The Intel Core i5-14400 is a desktop processor designed for the LGA 1700 socket, compatible with a wide selection of chipsets including H610, B660, H670, B760, H770, Z690, and Z790. It includes integrated graphics, is manufactured on a 10 nm process node, and operates within a 65W TDP with a maximum rated temperature of 100 °C. The chip supports PCIe 5.0 and 64-bit computing, rounding out a general platform profile suited to a broad range of desktop configurations.
This processor uses big.LITTLE technology, combining six performance cores clocked at 2.5 GHz with four efficiency cores at 1.8 GHz, all operating across 16 threads. Turbo Boost version 2 can push the top single-core frequency to 4.7 GHz, while the base clock multiplier sits at 25 and remains locked, ruling out manual overclocking through multiplier adjustments. Cache is organized as 9.5 MB of L2 and 20 MB of L3, giving the chip a reasonable amount of on-die memory to support its mixed-core workload distribution.
The processor achieves a PassMark score of 25,320 in multi-threaded testing, with a single-core result of 3,759. On Geekbench 6, it records a multi-core score of 10,832 and a single-core score of 2,347, providing a consistent picture of its threading efficiency and per-core output across both benchmark platforms.
The integrated UHD Graphics 730 runs at a base clock of 300 MHz with a turbo ceiling of 1,550 MHz, backed by 24 execution units, 192 shading units, 12 texture mapping units, and 8 render output units. It supports up to four simultaneous displays and is compatible with OpenGL 4.5 and OpenCL 3, covering standard graphics and general-purpose GPU compute APIs without requiring a discrete graphics card.

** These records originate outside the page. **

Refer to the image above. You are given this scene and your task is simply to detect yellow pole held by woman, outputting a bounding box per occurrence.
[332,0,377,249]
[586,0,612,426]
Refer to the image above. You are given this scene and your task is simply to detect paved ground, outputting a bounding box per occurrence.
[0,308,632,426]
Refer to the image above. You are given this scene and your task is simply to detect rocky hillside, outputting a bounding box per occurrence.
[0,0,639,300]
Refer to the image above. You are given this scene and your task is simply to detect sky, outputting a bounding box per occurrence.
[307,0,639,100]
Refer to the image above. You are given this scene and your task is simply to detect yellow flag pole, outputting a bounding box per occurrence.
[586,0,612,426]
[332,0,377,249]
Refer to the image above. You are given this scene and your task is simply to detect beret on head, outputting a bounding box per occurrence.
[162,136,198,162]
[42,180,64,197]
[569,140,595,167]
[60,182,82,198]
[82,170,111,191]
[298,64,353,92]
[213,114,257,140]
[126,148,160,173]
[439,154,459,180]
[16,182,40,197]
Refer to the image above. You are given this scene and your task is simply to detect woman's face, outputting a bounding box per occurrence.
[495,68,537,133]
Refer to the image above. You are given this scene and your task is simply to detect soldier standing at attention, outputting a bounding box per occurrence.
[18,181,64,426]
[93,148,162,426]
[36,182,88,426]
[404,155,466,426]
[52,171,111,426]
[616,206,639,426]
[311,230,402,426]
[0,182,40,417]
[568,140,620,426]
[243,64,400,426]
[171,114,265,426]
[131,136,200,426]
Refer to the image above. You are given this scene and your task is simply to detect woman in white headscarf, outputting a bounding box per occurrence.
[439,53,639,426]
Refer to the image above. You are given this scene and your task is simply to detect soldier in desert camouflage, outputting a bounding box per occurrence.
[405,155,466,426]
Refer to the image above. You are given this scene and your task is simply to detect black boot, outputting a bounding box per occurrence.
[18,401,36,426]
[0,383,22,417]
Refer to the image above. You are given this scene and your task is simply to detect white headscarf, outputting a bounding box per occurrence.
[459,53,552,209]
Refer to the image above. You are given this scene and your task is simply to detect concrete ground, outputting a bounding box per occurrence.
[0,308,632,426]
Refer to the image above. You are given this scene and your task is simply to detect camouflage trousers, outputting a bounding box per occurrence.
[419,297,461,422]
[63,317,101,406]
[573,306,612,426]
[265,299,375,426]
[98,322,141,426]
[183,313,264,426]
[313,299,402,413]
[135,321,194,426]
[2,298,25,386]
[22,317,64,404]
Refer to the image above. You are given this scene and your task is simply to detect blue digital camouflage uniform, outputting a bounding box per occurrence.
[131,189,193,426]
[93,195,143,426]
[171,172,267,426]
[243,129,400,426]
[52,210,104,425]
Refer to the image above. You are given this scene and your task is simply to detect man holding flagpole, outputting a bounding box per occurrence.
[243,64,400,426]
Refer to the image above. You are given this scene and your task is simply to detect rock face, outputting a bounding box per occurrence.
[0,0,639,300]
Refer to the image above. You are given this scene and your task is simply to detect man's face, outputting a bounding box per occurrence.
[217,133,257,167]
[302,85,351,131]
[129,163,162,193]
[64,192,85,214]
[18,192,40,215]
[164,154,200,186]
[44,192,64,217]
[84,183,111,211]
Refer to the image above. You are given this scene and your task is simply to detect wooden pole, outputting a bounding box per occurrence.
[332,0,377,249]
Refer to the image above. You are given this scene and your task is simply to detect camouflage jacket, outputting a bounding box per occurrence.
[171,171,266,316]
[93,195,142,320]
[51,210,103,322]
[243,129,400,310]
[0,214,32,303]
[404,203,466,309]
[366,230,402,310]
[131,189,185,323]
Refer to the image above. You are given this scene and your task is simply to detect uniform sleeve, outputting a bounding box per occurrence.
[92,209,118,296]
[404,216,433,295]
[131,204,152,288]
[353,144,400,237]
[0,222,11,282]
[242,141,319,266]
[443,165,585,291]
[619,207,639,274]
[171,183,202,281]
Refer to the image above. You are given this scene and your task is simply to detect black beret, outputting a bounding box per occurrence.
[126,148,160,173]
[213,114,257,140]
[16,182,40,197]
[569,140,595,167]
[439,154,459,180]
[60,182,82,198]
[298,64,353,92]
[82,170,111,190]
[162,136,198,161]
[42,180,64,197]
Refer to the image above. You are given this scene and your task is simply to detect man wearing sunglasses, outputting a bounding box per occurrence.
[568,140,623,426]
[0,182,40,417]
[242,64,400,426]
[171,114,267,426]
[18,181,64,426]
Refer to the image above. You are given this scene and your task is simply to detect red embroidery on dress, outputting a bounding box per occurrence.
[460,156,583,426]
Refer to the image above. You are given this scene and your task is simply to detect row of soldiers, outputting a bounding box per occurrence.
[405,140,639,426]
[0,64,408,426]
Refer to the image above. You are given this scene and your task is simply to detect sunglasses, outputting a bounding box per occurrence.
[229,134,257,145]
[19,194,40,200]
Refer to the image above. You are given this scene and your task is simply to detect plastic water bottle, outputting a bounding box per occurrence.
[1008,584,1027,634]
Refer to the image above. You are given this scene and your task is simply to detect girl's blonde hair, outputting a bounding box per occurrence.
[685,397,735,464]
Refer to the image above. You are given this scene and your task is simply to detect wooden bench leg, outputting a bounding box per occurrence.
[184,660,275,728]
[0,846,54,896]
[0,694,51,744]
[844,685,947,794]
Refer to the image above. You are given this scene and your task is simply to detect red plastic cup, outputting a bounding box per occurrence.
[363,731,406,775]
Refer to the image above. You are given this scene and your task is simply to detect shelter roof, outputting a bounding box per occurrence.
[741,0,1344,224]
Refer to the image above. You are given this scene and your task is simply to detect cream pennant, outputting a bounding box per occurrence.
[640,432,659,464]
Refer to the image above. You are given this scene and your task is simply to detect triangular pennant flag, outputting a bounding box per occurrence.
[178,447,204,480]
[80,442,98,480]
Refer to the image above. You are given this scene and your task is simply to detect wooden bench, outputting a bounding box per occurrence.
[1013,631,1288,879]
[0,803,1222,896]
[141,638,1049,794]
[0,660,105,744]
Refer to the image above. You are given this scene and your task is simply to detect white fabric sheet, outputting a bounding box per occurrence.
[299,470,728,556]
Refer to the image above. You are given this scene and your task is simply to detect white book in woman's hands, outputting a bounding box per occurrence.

The processor supports DDR5 memory in a dual-channel configuration, with a maximum rated speed of 4,800 MHz and a peak bandwidth of 76.8 GB/s. Total memory capacity reaches up to 192 GB, and ECC memory is supported, which is a practical inclusion for workloads where data reliability and error correction are a consideration.
Instruction set support spans MMX, F16C, FMA3, AES, AVX, AVX2, SSE 4.1, and SSE 4.2, enabling hardware-level acceleration for vectorized arithmetic, encryption, and multimedia operations. Multithreading is active, allowing the processor to run two threads per physical core concurrently, while the NX bit is implemented as a hardware security measure to help block execution of code in non-executable memory regions.